Gróbarczyk wyjaśnił, że Polska od 2015 roku domaga się wprowadzenia radykalnego obniżenia kwot połowowych dorsza w Morzu Bałtyckim, wskazując na fatalną strukturę ilościową i jakościową tego gatunku. Zdaniem resortu podnoszenie kwot połowowych niektórych gatunków, m.in. śledzia i szprota, potęguje problem, doprowadzając do załamania łańcucha pokarmowego dorsza.

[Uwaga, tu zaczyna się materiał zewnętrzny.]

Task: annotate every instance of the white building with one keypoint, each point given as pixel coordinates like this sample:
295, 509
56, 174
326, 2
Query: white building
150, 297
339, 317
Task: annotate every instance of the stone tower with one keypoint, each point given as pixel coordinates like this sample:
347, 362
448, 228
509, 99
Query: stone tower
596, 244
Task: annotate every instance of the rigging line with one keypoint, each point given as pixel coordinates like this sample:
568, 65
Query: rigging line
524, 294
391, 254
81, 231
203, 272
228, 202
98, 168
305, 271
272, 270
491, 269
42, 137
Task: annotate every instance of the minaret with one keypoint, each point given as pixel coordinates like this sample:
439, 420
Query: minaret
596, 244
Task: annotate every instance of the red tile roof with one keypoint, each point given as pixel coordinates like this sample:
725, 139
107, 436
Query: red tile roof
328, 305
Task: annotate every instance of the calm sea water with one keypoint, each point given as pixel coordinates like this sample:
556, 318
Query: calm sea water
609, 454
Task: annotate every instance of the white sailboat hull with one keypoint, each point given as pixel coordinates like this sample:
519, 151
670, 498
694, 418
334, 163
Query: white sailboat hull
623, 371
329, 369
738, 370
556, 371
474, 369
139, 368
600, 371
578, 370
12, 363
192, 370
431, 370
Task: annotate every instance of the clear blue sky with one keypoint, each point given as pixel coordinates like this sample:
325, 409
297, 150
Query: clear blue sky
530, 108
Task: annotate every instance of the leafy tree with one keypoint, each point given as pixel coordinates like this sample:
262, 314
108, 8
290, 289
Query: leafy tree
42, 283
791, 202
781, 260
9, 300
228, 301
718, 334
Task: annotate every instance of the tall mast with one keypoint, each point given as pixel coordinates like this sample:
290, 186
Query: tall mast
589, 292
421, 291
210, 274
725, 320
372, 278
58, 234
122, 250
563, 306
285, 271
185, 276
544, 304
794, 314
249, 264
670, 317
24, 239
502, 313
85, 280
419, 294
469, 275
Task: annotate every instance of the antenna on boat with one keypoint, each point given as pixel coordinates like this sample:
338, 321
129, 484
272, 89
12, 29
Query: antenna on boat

- Niestety mam gorzką satysfakcję że to, co mówiłem od kilku lat, się sprawdziło. Najgorsze jest to, że nasze postulaty na temat ograniczenia połowów dorsza na Bałtyku, wprowadzenia okresów ochronnych i obszarów chronionych, po to by odbudować stada, były ignorowane i odrzucane między innymi przez Międzynarodową Radę Badań Morza (ICES), która ma szacować zasoby ryb w morzach. Organizacja wskazywała między innymi, że chronienie tarła nie ma wpływu na populację przede wszystkim dorsza - powiedział.
"Stało się to, o czym mówiliśmy"
Minister poinformował, że "Komisja Europejska zaproponuje zerowe kwoty połowowe dla dorsza wschodniego; niestety stało się to, o czym mówiliśmy".
Gróbarczyk ocenił, że spóźniona reakcja KE wskazuje na jej krótkowzroczność. Dodał, że również zachowanie Szwecji było "całkowicie nieracjonalne". - Blokowała ona wprowadzenie okresów i obszarów ochrony dla dorsza. Może teraz się to zmieni - mówił.
Minister zwrócił uwagę, że kwoty połowowe na dorsza bałtyckiego malały, by chronić stada tej ryby. Jednocześnie rosły kwoty na połów innych ryb - bazy pokarmowej dorszy.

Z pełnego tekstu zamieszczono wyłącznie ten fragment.